How the Thurrock Bin Strike Won

One thing that struck us about the Thurrock bin workers strike was the amount of support and interest it gained from outside the borough. Obviously local support was crucial and welcome but the outside support was an indication of how important it was that the workers won the dispute. Many other local authorities are trying to do what Thurrock Council attempted and failed to do – screw the pay and conditions of their front line workers. With the bin workers in Thurrock winning their battle, this can only boost the morale of other workers up and down the country facing the same thing from their authorities.

This piece about the strike from Tribune is an indication of how important the victory of the Thurrock bin workers is in the overall scheme of things:

By Taj Ali

In the midst of a pandemic, Thurrock’s bin workers found themselves facing council cuts that would have left them £4,000 a year worse off – so they organised, went on strike and beat the bosses.

After six weeks on the picket line, refuse workers in Thurrock have won. It is a landmark victory for the refuse sector, council workers and their union, Unite, and one that seemed some way off for much of the dispute. But it is the latest in a string of wins for workers early this summer which suggests that employers who seek to use the pandemic to push through attacks on conditions aren’t having it all their own way.

The refuse workers were on strike over proposals by Thurrock Council which would have drastically worsened their pay and conditions. These changes ranged from contractually guaranteed overtime to the payments drivers receive for conducting vehicle maintenance checks and, in total, would have left them in the region of £4,000 worse off.

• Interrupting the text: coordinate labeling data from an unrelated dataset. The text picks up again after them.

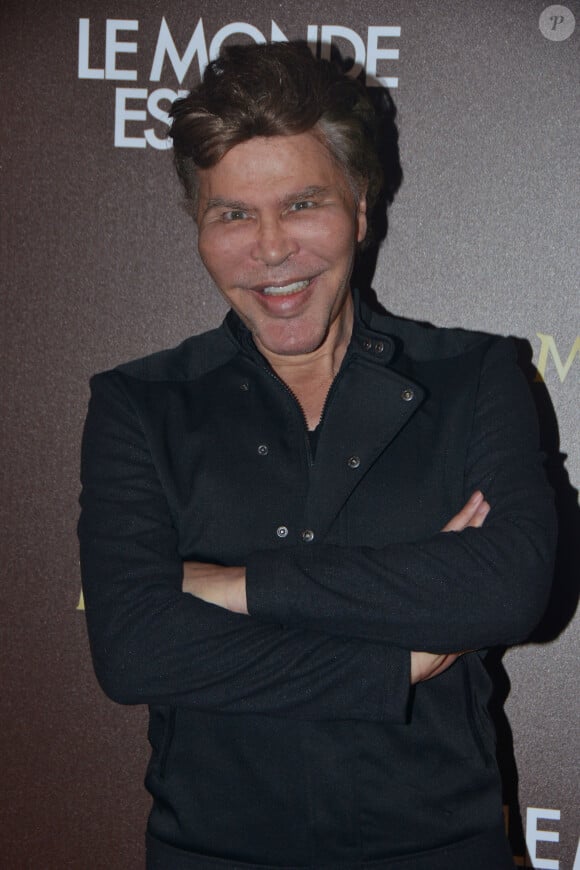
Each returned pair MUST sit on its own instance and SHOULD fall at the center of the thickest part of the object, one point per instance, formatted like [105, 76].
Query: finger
[478, 518]
[462, 519]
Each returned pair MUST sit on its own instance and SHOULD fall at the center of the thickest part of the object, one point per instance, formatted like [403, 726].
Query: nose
[273, 244]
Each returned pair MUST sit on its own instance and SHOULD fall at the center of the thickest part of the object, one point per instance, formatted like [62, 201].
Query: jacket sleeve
[153, 644]
[452, 591]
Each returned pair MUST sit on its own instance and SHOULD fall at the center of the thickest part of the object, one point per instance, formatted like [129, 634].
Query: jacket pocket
[476, 710]
[161, 733]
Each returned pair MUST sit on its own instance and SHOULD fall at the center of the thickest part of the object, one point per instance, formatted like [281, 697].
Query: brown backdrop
[98, 266]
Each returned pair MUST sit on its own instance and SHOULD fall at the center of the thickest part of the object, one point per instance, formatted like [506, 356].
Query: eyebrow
[238, 204]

The changes were prompted by a decision from Thurrock Council to bring in outside corporate advisors in a major restructuring. Mark, one of those who went out on strike and has worked for Thurrock Council for 13 years, describes the background,

The changes in the terms and conditions that the council wanted to bring were going to have a serious impact financially. The council pay a hell of a lot of money to CEOs, managers, and directors, and they bring in consultants to tell them what to do. That’s what happened here: they brought in a consultancy firm to upgrade what they class as an outdated pay system.

‘Consultancy in local government is a big thing,’ says Willie, the workers’ rep with Unite the union. ‘You can see it in the NHS: just look at how many people there are that get paid ridiculous amounts. I’m talking £2,000-3,000 for a day’s consultancy.’